Of course not. When you had kids you had to think about somebody else. You couldn’t think about yourself all the time.
Like Doug did.
Like Mo.
Pete was looking around again. For squirrels, for rabbits, for witnesses.
Then Doug stopped and he looked around too. Pete wondered why but then Doug took a bottle of beer from his knapsack and drank the whole bottle down and tossed it on the ground. “You want something to drink?” Doug asked.
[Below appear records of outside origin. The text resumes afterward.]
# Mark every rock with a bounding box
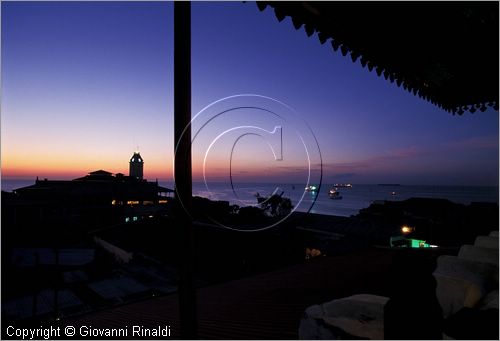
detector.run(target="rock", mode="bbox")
[433,256,498,318]
[458,245,498,266]
[474,236,498,250]
[299,294,389,340]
“No,” Pete answered. It was good that Doug’d be slightly drunk when they found him. They’d check his blood. They did that. That’s how they knew Hank’d been drinking when they got what was left of the body (80 mph, after all) to the Colorado Springs hospital — they checked the alcohol in the blood.
The fence was only twenty feet away.
“Oh, hey,” Pete said. “Over there. Look.”
He pointed to the grass on the other side of the fence.
“What?” Doug asked.
“I saw a couple of rabbits.”
“You did? Where?”
“I’ll show you. Come on.”
“Okay. Let’s do it,” Doug said.
They walked to the fence. Suddenly Doug reached out and took Pete’s rifle. “I’ll hold it while you climb over. Safer that way.”
Jesus... Pete froze with terror. He realized now that Doug was going to do exactly what Pete had in mind. He’d been planning on holding Doug’s gun for him. And then when Doug was at the top of the fence he was going to shoot him. Making it look like Doug had tried to carry his gun as he climbed the fence but he’d dropped it and it went off.